C’est vraiment un pays noir et blanc. Il n’évolue pas j’ai l’impression. On vit constamment dans le passé.
    Je me suis très tôt intéressé aux blogs. Tu sais ces gens qui racontent le monde avec un peu de vérité. Qui n’ont pas forcément un fil à la patte. Des jeunes qui veulent décrire le monde tel qu’il est réellement. Des gens comme toi et moi qui racontent parfois seulement leur quotidien. Il y a réellement une véritable communauté de la dissidence sur le Net. Le premier blog que j’ai lu c’est celui d’un Irakien. Je l’avais repéré sur une émission à la télévision. De son blog il en a fait un livre. Il racontait l’Irak sous les bombardements américains avant la capture de Saddam. Puis il y a ce jeune Egyptien poursuivi dans son pays pour atteinte à la moralité publique, je crois. Il y avait une Chinoise. C’est merveilleux. On appelle ça la cyberdissidence. Des jeunes qui s’opposent à des régimes archaïques. Il y avait de l’espoir avec cet instrument. Je me suis dit qu’il est possible de créer une opposition pacifique sur le Net. Mais j’ai l’impression que même la dissidence nous n’y avons pas droit.

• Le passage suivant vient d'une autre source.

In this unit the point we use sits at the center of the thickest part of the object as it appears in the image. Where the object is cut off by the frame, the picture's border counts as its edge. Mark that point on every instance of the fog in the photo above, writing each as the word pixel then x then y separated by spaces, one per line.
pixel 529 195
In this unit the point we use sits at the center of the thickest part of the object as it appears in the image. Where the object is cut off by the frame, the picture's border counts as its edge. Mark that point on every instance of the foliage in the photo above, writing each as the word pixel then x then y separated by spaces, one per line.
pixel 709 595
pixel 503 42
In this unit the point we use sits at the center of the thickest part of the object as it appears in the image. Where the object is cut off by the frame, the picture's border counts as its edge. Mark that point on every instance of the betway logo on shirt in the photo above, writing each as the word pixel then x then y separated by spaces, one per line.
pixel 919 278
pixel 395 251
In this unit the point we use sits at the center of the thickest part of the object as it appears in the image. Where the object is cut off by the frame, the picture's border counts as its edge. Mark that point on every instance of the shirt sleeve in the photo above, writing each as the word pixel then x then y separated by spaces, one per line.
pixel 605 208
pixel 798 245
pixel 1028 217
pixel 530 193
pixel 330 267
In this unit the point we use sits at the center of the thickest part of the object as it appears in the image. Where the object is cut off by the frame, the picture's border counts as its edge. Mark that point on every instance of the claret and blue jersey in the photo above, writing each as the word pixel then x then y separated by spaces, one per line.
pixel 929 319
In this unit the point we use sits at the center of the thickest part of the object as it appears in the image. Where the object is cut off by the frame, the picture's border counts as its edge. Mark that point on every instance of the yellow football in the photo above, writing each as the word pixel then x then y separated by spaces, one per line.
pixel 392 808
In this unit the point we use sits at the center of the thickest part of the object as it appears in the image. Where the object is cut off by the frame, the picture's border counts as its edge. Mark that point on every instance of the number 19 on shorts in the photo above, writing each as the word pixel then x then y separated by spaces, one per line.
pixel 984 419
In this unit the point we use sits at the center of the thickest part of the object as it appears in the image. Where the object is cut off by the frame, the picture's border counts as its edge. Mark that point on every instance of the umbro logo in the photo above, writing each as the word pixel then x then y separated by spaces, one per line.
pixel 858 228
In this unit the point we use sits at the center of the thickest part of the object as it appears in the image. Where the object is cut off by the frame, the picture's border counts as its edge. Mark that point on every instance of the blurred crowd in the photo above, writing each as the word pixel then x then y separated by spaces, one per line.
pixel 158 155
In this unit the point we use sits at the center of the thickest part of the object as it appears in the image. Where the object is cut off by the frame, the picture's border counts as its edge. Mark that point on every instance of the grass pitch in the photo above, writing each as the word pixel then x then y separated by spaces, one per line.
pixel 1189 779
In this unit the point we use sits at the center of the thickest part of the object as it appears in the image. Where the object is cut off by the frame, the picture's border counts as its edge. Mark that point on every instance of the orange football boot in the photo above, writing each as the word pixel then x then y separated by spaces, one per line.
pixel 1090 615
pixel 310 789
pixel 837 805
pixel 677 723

    C’est tout de même hallucinant que ce soit un ancien Premier ministre qui lance la cyberdissidence. Un ancien responsable totalement impliqué, avec une part de responsabilité non négligeable, dans l’échec de ce pays.
Dans tous les pays du monde, fulmine-t-il, la dissidence, l’opposition, appartiennent aux opposants. A des hommes et des femmes qui proposent une alternative. Nous sommes les rois du travestissement. Les drag-queens de l’imposture.
    Pourquoi les choses ne prennent-elles pas la même signification qu’ailleurs ?
Pourquoi un homme du passé et du pouvoir inaugure-t-il la cyberdissidence quand dans tous les pays du monde ce sont des gens nouveaux qui appréhendent la vie autrement, qui en sont les pionniers ? On a un ancien ministre de la Défense qui écrit des essais. Un commandant qui fait des romans à succès. Il y a même un commissaire femme au Central d’Alger qui fait de la poésie qui est publiée. J’ai lu tout plein d’articles élogieux sur elle. Je t’ai dit, c’est un pays de fous. Ils ont tout pris. Même la dissidence. Bled noir et blanc. Je te l’avais bien dit.